This article provides an introduction to the world of similarity classifiers in a way that is simple and fun. We will attempt to introduce the topics in laymen's terms and provide examples that readers can play with and watch the results. While this intro series of articles will go into theory and formulas full of Greek letters, they will first build upon simple explanations and real world examples. Hopefully in reading this article you can gain an understanding of both the application and the math involved.

# Introduction to Similarity Classifiers

Similarity-based classifiers estimate the similarity between *things*. Once we know things are similar, we can begin to group them and make decisions based on that grouping. Commercial businesses can make more money knowing that people who buy one type of item, are very often interested in "similar" items. Doctors who can successfully treat a specific pathology with specific medications can often successfully treat "similar" patients with those same medications. And the list goes on and on.- Pandora: "Is this song similar to 'Linkin Park' such that we ought to group it with the ‘Link Park’ radio station?"
- Google News: "Is this unknown web article similar to these other top news articles such that we ought to group them together in our news aggregator?"
- Amazon: "Is the movie 'Speed 2' similar to the movie 'Cinderella' and we should recommend it as a purchase to 'Speed 2' buyers?"
- Image Organizer: "Is this image similar to these other images in a collection, and thus we think this new image is of the same person?"

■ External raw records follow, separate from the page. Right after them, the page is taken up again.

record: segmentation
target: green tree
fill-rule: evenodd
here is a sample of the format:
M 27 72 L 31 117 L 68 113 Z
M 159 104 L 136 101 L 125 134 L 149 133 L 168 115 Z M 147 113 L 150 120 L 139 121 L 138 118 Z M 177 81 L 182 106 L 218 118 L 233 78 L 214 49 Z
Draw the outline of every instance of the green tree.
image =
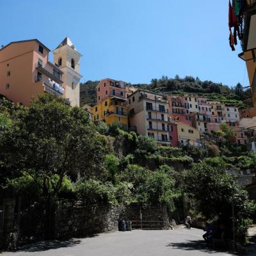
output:
M 244 221 L 252 217 L 253 205 L 248 200 L 247 193 L 223 171 L 223 166 L 215 168 L 204 163 L 194 164 L 185 172 L 183 181 L 186 192 L 193 195 L 199 211 L 208 219 L 217 218 L 224 224 L 227 235 L 230 237 L 234 204 L 237 236 L 244 239 L 247 230 Z
M 119 159 L 115 155 L 108 154 L 105 156 L 105 163 L 108 170 L 107 177 L 113 185 L 117 183 L 116 174 L 118 171 Z
M 42 180 L 45 197 L 56 196 L 67 175 L 76 179 L 102 172 L 106 141 L 81 109 L 45 95 L 13 118 L 13 128 L 0 137 L 0 159 L 16 175 L 26 170 L 35 180 Z

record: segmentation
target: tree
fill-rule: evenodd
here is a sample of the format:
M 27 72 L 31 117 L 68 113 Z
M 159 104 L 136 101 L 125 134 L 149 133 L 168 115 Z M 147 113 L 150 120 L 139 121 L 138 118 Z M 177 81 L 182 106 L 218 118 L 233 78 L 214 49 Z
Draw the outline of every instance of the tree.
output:
M 43 196 L 49 200 L 67 175 L 76 179 L 102 172 L 106 141 L 94 132 L 83 109 L 45 95 L 17 111 L 13 124 L 0 137 L 0 159 L 17 175 L 26 170 L 35 181 L 42 180 Z
M 107 177 L 113 185 L 116 184 L 116 173 L 118 171 L 119 159 L 115 155 L 109 154 L 105 156 L 105 163 L 108 170 Z
M 244 220 L 252 216 L 253 205 L 248 200 L 246 191 L 223 171 L 223 166 L 215 168 L 205 163 L 194 164 L 191 170 L 184 173 L 183 182 L 185 191 L 197 201 L 199 211 L 208 219 L 218 219 L 224 224 L 227 235 L 230 236 L 234 204 L 237 235 L 241 240 L 244 238 Z

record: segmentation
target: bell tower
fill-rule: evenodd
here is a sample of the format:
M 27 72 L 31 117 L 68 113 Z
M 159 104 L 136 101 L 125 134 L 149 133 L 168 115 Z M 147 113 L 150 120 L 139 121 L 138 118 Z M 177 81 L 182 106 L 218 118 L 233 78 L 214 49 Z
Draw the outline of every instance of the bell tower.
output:
M 63 72 L 62 80 L 65 88 L 64 97 L 72 106 L 79 106 L 80 99 L 79 60 L 82 55 L 78 52 L 68 37 L 66 37 L 52 52 L 54 62 Z

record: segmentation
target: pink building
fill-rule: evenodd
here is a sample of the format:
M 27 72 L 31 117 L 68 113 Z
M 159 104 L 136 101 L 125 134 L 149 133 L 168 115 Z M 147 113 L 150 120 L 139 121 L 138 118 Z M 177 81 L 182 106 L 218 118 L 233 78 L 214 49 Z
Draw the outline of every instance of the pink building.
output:
M 97 103 L 109 97 L 125 99 L 125 86 L 126 83 L 122 81 L 109 78 L 101 80 L 96 87 Z
M 177 124 L 172 124 L 170 129 L 170 140 L 172 147 L 179 145 L 178 129 Z
M 0 49 L 0 94 L 28 105 L 47 92 L 61 97 L 63 72 L 49 61 L 50 50 L 37 39 L 11 42 Z

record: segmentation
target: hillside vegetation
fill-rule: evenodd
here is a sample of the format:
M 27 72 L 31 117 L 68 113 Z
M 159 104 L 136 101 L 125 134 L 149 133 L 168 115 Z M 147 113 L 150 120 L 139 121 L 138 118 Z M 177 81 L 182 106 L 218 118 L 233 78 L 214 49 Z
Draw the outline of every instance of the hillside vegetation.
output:
M 81 106 L 96 102 L 95 88 L 98 83 L 97 81 L 88 81 L 81 84 Z M 129 84 L 164 94 L 196 93 L 208 99 L 220 100 L 228 106 L 234 106 L 239 108 L 247 108 L 244 101 L 251 97 L 250 90 L 243 91 L 240 83 L 237 83 L 235 88 L 230 88 L 221 83 L 201 81 L 198 77 L 194 78 L 192 76 L 180 78 L 177 75 L 174 78 L 168 78 L 163 76 L 159 79 L 152 79 L 150 84 Z

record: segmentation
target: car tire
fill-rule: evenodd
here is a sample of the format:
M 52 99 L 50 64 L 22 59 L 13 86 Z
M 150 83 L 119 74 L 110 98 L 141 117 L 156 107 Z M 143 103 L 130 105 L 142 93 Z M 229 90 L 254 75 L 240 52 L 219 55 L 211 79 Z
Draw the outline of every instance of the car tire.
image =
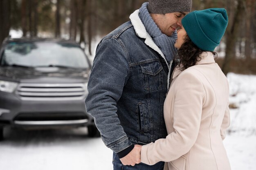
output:
M 101 133 L 95 125 L 90 125 L 87 126 L 88 136 L 90 137 L 99 137 Z
M 4 128 L 0 127 L 0 141 L 4 139 Z

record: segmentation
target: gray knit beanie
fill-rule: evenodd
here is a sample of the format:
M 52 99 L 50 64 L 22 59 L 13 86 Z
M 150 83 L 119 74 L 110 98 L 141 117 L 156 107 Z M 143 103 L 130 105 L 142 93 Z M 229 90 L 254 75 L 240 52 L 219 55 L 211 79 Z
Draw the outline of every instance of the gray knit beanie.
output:
M 153 13 L 167 13 L 190 12 L 192 0 L 148 0 L 148 12 Z

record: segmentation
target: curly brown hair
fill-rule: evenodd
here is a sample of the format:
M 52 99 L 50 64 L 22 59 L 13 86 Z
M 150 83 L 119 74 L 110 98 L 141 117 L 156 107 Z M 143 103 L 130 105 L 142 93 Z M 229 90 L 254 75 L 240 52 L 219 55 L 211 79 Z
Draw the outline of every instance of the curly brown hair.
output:
M 179 69 L 183 71 L 194 66 L 197 62 L 202 60 L 200 55 L 204 51 L 198 47 L 187 35 L 184 42 L 178 50 L 177 56 L 175 57 L 176 62 L 178 61 L 176 67 L 180 67 Z M 217 58 L 217 53 L 211 52 L 214 55 L 214 59 Z

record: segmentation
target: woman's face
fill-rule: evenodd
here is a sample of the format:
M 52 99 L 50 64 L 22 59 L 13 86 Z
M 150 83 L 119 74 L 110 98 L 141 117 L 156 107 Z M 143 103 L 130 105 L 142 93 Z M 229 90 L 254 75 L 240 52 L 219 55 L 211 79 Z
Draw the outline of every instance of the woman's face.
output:
M 178 38 L 177 40 L 176 41 L 176 43 L 174 44 L 174 46 L 179 49 L 184 42 L 184 39 L 186 38 L 187 34 L 183 26 L 182 26 L 181 28 L 177 31 L 177 33 Z

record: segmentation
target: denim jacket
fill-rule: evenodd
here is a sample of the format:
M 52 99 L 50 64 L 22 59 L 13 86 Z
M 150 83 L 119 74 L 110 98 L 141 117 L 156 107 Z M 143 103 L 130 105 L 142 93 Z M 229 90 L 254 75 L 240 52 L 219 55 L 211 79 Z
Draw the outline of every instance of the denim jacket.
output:
M 163 105 L 170 61 L 138 13 L 99 42 L 88 86 L 87 111 L 105 145 L 116 153 L 167 135 Z

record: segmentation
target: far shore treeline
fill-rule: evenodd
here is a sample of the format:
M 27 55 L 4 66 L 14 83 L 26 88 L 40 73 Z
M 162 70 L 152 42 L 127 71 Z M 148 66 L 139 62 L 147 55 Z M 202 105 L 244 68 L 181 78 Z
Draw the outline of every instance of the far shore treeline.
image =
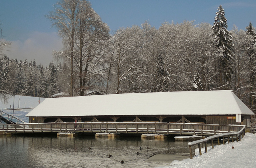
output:
M 157 29 L 146 21 L 112 35 L 88 1 L 61 0 L 54 8 L 47 17 L 63 39 L 63 49 L 54 54 L 61 63 L 44 67 L 2 55 L 0 95 L 232 89 L 255 112 L 255 29 L 248 21 L 246 30 L 228 31 L 221 5 L 213 25 L 185 20 Z M 0 42 L 1 54 L 11 44 Z

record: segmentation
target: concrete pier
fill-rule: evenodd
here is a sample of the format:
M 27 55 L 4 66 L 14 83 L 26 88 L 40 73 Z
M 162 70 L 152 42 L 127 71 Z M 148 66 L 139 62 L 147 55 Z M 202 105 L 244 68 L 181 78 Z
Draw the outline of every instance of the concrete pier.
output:
M 58 136 L 68 136 L 74 137 L 77 136 L 78 134 L 75 132 L 58 132 L 57 134 Z
M 12 134 L 6 132 L 6 131 L 0 131 L 0 135 L 10 135 Z
M 144 134 L 141 135 L 142 139 L 149 140 L 163 140 L 168 137 L 168 135 L 165 134 Z
M 121 136 L 119 133 L 97 133 L 95 138 L 116 138 Z

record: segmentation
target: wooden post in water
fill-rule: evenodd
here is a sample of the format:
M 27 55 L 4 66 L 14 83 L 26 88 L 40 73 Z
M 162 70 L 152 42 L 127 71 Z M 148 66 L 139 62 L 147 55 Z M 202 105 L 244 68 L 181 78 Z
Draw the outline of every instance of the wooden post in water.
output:
M 223 136 L 223 144 L 225 144 L 225 136 Z
M 228 135 L 228 143 L 229 143 L 229 135 Z
M 203 125 L 202 125 L 202 128 L 201 130 L 201 135 L 203 136 Z
M 182 130 L 181 124 L 180 125 L 180 134 L 181 135 L 181 134 L 182 134 L 181 132 L 182 132 Z
M 219 137 L 218 137 L 217 139 L 218 139 L 218 145 L 220 145 L 220 139 L 219 139 Z
M 138 125 L 137 127 L 138 128 Z M 116 124 L 116 133 L 117 133 L 117 123 Z
M 193 129 L 194 130 L 194 135 L 196 135 L 196 126 L 194 124 L 193 125 Z

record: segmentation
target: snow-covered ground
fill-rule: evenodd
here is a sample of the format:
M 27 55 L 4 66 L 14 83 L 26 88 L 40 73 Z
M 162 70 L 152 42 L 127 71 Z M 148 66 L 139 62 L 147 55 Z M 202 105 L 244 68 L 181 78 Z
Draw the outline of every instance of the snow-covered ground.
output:
M 28 123 L 28 117 L 26 117 L 26 115 L 39 104 L 39 100 L 41 103 L 45 99 L 42 97 L 39 98 L 30 96 L 19 96 L 18 95 L 15 95 L 14 98 L 14 116 L 26 123 Z M 3 99 L 0 99 L 0 110 L 12 115 L 13 101 L 14 97 L 11 95 L 8 96 L 5 102 Z M 5 117 L 4 115 L 3 115 L 3 116 Z M 16 122 L 16 121 L 14 120 L 14 121 Z
M 232 149 L 232 146 L 234 148 Z M 181 161 L 174 160 L 170 168 L 255 168 L 256 167 L 256 136 L 246 133 L 240 141 L 216 145 L 212 149 L 202 148 L 200 156 L 198 149 L 196 150 L 193 159 Z

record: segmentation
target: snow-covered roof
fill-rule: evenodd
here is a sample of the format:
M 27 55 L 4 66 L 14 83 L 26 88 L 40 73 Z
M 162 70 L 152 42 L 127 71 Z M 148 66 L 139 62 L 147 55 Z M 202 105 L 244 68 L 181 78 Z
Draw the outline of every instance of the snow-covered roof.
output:
M 28 117 L 254 113 L 231 90 L 125 93 L 46 99 Z

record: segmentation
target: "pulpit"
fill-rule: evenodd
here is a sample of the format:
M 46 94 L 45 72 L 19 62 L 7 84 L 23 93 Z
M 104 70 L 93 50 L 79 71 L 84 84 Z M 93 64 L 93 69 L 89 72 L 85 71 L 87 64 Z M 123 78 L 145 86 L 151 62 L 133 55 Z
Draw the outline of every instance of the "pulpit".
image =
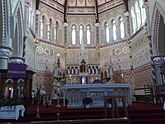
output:
M 129 84 L 66 84 L 63 89 L 68 108 L 83 108 L 83 99 L 88 97 L 93 108 L 104 107 L 105 96 L 124 96 L 126 104 L 132 104 Z

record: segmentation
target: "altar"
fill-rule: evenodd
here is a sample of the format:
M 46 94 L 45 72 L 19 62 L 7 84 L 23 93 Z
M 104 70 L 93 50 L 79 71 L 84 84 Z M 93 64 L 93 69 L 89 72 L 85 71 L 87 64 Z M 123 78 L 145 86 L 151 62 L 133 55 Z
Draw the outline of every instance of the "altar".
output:
M 129 84 L 66 84 L 64 99 L 68 100 L 67 108 L 83 108 L 83 99 L 93 100 L 91 108 L 104 107 L 105 96 L 124 96 L 126 104 L 132 104 Z

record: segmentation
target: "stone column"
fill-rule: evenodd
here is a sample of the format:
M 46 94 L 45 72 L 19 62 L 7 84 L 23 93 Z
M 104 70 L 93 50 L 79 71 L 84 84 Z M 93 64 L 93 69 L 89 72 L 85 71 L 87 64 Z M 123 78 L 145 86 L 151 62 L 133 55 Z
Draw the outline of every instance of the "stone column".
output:
M 11 55 L 11 48 L 0 46 L 0 69 L 8 68 L 8 60 Z
M 68 40 L 68 23 L 64 22 L 64 46 L 67 45 Z
M 38 36 L 39 36 L 39 33 L 40 33 L 40 32 L 39 32 L 39 26 L 40 26 L 40 25 L 39 25 L 39 20 L 38 20 L 40 13 L 41 13 L 41 12 L 40 12 L 39 10 L 36 10 L 36 23 L 35 23 L 35 24 L 36 24 L 36 25 L 35 25 L 36 28 L 35 28 L 35 32 L 36 32 L 36 34 L 37 34 Z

### Similarity is Domain Specific and Subjective

One of the fun aspects of similarity classification is that the approaches vary in different domains, and there is no true correct answer. The approach you follow to determine if a news article is similar to another, would very likely not be the same approach you would use to determine if two images are similar. The news article domain might use the probability of sharing certain key words as a similarity indicator, while for images you might want to look at colors and pixel groupings.## Example: Finding the similarities between movies and movie buyers

For the first set of classifiers I'm stealing an example from the great book "Programming Collective Intelligence" by Toby Segaran. But rather than focus on the code, this article will use the example to simplify and explain the math.The premise is that a store like Amazon.com wants to recommend items a customer might like. In order to make a decision on what to recommend we can take two different approaches. We could find similar movie buyers, and recommend movies that those similar buyers like. This is akin to getting movie recommendations from a friend who has similar tastes as you. Alternatively, we could try to classify how similar movies are to each other, and recommend similar movies to the movies that you already like. For example, one could argue Batman is similar to Superman because both are superhero movies, so we could recommend Batman to buyers who purchase Superman.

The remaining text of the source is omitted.